Number of pages in the Federal Register, 1936 (16p) – 2014 (80,000p) - notsony
http://www.sovereignman.com/wp-content/uploads/2015/04/Federal-Register-chart.png

======
dalke
Just based on the name, I assume it's an anti-government, pro-gold, "frontier
spirit", etc. site. ... And yup, the first page confirms that in spades.

The graph is probably there to suggest that the number of rules that we live
under is overbearing, and nothing like the old good old days, when freedom
reigned.

As a note, "The first issue of the Federal Register was published on March 16,
1936. In 1946 the Administrative Procedure Act required agencies to publish
more information related to their rulemaking documents in the Federal
Register." \-
[http://en.wikipedia.org/wiki/Federal_Register](http://en.wikipedia.org/wiki/Federal_Register)

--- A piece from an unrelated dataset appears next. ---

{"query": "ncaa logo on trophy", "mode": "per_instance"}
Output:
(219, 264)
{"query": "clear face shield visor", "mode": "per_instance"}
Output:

The Federal Register exists because previously there was no central place to
find executive orders and other rules and regulations. That is, they existed,
but "even individuals working at the highest levels of government found it
difficult or impossible to keep track of all of them". See
[http://www.archives.gov/federal-register/the-federal-
registe...](http://www.archives.gov/federal-register/the-federal-
register/history.pdf) .

The history also suggests that the role of the Federal Register changed over
time, so looking at the simple page count is a poor measure. For example, in
the 1970s the publications changed to reduce "bureaucratese", and in 1974 the
Privacy Act meant that "agencies were required to publish in the Federal
Register digests of their systems of records containing personal information
about individuals."

We could certainly decrease the size of the Federal Register if we removed
laws like that. But would it be worthwhile?